Une plainte vient d’être déposée contre le collectif Migos, composé des rappeurs Quavo, Takeoff et Offset (le fiancé de la rappeuse Cadi B). La raison ? Une bagarre générale survenue en plein milieu d’un de leurs concerts dans la ville d’Albany, dans l’état de New York, aux États-Unis. Un concert qui remonte à 2015, selon le site américain TMZ, mais dont le procès verbal et une vidéo (voir ci-dessous) viennent d’être publiés dans les médias. Une très mauvaise publicité pour le collectif de rappeurs qui cartonne actuellement dans l’industrie musicale, en groupe et en solo…

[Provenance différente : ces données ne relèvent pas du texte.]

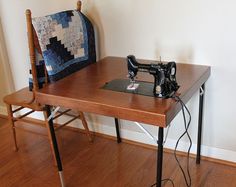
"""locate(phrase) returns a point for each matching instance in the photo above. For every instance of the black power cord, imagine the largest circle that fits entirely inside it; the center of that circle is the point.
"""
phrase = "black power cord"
(186, 126)
(163, 180)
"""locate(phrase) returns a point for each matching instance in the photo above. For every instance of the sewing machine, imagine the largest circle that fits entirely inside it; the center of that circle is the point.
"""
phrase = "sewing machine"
(165, 84)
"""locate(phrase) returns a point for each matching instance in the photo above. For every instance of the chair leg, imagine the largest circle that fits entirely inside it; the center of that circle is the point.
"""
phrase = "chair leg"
(84, 122)
(11, 121)
(49, 137)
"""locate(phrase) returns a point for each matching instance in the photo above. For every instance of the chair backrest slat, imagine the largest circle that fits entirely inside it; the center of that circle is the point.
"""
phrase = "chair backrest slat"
(31, 49)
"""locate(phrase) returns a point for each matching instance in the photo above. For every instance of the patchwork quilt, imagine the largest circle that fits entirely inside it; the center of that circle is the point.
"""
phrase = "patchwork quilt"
(67, 44)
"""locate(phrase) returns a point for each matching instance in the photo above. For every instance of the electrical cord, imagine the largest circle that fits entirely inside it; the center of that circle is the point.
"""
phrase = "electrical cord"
(163, 180)
(186, 125)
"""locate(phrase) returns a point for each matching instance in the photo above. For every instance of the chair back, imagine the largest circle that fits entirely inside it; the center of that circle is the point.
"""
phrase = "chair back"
(59, 44)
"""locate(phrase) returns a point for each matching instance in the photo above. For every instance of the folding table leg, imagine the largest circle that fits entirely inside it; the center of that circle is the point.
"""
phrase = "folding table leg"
(159, 157)
(200, 117)
(55, 146)
(117, 131)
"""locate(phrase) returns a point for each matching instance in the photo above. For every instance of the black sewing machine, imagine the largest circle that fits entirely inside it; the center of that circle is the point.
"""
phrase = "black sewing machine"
(165, 84)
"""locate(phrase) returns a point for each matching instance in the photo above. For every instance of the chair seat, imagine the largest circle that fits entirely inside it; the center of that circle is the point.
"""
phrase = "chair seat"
(24, 98)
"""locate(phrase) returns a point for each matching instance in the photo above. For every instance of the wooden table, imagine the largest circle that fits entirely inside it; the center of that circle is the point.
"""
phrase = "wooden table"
(82, 91)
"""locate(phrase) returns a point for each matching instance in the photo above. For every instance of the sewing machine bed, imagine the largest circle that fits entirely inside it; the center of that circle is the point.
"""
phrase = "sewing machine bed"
(120, 85)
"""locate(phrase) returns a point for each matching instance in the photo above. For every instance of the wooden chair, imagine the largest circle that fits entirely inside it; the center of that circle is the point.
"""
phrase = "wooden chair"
(25, 98)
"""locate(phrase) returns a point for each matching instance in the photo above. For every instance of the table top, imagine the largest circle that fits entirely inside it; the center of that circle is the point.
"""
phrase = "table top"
(82, 91)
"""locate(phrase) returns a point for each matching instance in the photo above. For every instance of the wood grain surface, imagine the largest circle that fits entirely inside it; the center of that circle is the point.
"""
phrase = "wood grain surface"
(103, 163)
(82, 91)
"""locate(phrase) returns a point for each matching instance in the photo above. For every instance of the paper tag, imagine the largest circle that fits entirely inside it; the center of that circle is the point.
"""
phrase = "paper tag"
(132, 86)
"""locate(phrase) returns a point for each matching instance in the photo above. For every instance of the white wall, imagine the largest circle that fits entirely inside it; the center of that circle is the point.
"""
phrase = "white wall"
(196, 32)
(6, 83)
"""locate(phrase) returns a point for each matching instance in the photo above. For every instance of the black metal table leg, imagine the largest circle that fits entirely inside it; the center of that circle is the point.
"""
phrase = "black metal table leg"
(159, 157)
(117, 130)
(55, 146)
(200, 117)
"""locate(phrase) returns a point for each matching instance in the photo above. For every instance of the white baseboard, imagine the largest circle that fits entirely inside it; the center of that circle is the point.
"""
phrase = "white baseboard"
(104, 125)
(211, 152)
(3, 110)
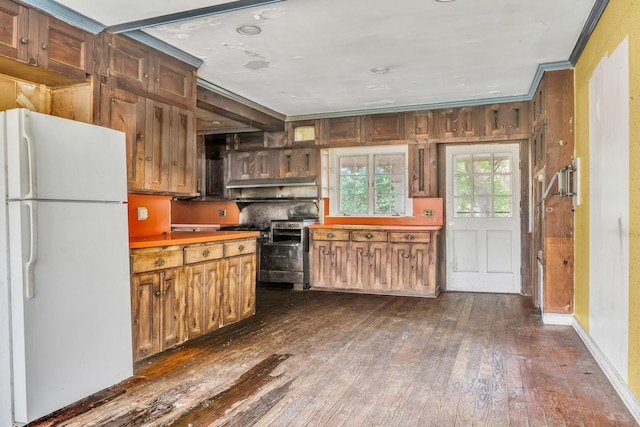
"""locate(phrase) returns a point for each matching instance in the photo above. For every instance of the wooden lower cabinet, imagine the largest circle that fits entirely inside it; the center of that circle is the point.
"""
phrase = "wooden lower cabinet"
(329, 261)
(182, 292)
(157, 311)
(398, 262)
(238, 292)
(203, 297)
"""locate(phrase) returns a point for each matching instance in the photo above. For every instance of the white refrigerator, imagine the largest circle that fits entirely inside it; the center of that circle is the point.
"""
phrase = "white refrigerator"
(65, 312)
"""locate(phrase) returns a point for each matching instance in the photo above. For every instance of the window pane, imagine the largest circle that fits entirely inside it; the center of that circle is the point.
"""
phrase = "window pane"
(462, 207)
(502, 185)
(501, 163)
(463, 164)
(482, 185)
(502, 207)
(462, 186)
(482, 207)
(482, 163)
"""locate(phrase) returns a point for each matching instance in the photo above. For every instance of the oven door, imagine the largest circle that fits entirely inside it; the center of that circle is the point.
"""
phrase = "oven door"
(281, 262)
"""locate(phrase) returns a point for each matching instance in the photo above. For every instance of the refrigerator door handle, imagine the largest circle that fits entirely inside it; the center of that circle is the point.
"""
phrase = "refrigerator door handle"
(31, 159)
(29, 265)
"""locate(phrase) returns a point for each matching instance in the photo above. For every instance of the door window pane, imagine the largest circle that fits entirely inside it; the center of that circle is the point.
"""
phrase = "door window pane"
(483, 185)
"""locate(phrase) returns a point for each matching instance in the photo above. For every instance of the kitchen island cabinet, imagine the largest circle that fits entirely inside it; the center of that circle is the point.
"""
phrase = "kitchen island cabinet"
(376, 259)
(188, 284)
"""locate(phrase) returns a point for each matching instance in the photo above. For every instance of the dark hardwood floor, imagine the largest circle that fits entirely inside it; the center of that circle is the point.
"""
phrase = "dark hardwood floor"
(339, 359)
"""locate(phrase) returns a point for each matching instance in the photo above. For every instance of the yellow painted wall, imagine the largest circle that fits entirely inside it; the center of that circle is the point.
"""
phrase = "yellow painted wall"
(619, 20)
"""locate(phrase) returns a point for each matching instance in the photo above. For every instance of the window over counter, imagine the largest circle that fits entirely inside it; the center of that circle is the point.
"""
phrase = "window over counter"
(368, 182)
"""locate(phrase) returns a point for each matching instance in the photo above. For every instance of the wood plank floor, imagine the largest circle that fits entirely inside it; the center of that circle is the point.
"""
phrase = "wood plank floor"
(337, 359)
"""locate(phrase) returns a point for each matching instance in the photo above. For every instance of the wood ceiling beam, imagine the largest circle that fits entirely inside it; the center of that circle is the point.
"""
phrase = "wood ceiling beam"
(219, 104)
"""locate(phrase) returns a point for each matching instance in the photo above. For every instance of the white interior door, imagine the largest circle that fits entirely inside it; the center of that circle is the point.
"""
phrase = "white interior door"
(483, 218)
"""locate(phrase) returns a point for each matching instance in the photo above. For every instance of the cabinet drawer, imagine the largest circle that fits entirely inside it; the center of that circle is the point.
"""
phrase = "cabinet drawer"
(193, 254)
(410, 236)
(322, 234)
(239, 247)
(368, 236)
(157, 260)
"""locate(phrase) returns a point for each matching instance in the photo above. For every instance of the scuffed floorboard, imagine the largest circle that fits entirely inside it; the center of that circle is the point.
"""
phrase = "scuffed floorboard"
(337, 359)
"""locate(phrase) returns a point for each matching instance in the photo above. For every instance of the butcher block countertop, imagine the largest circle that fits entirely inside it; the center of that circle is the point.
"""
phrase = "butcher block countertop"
(379, 227)
(188, 237)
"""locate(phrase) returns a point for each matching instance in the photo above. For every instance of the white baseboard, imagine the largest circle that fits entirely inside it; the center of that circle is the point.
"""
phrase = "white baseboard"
(557, 319)
(620, 385)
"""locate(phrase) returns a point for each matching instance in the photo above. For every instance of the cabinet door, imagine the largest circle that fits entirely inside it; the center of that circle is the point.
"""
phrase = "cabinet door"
(413, 267)
(230, 292)
(174, 80)
(64, 48)
(125, 112)
(459, 122)
(369, 266)
(384, 127)
(14, 38)
(172, 306)
(214, 275)
(423, 181)
(183, 152)
(145, 314)
(298, 163)
(507, 119)
(330, 264)
(203, 297)
(157, 145)
(127, 63)
(248, 286)
(343, 130)
(420, 125)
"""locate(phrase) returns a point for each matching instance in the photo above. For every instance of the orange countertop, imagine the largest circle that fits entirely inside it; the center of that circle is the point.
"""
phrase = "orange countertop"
(380, 227)
(187, 237)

LES RAPPEURS ÉTAIENT FORTEMENT ALCOOLISÉS

Selon les informations aujourd’hui relayées par plusieurs de nos confrères, Migos s’est présenté sur la scène avec plusieurs heures de retard. Des heures d’attente qui ont fortement agacé le public, voire même littéralement excité la foule. De plus, on apprend que les artistes n’ont ensuite pas livré la prestation tant espérée par les fans. Des spectateurs racontent que les artistes étaient fortement alcoolisés et sous l’emprise de la drogue. Une seconde provocation qui a fini d’énerver les fans qui s’en sont alors soudainement pris les uns aux autres en créant une immense bagarre.

DES SCÈNES D’UNE VIOLENCE EXTRÊME

Dans la salle de concert, des barrières ont été jetées sur la foule et des coups de couteau ont été échangés faisant plusieurs blessés graves, mais, heureusement, aucune victime. Des scènes d’une violence extrême ! Certains témoins de cette émeute confient même que le collectif Migos « rigolait et encourageait la foule à se bagarrer ». Le site TMZ rappelle d’ailleurs que ce n’est pas la première fois que le collectif Migos est accusé de violence ou encore d’activité criminelle. La justice américaine ne devrait pas tarder à prononcer son verdict. En attendant, les rappeurs continuent à promouvoir leur dernier hit Narcos.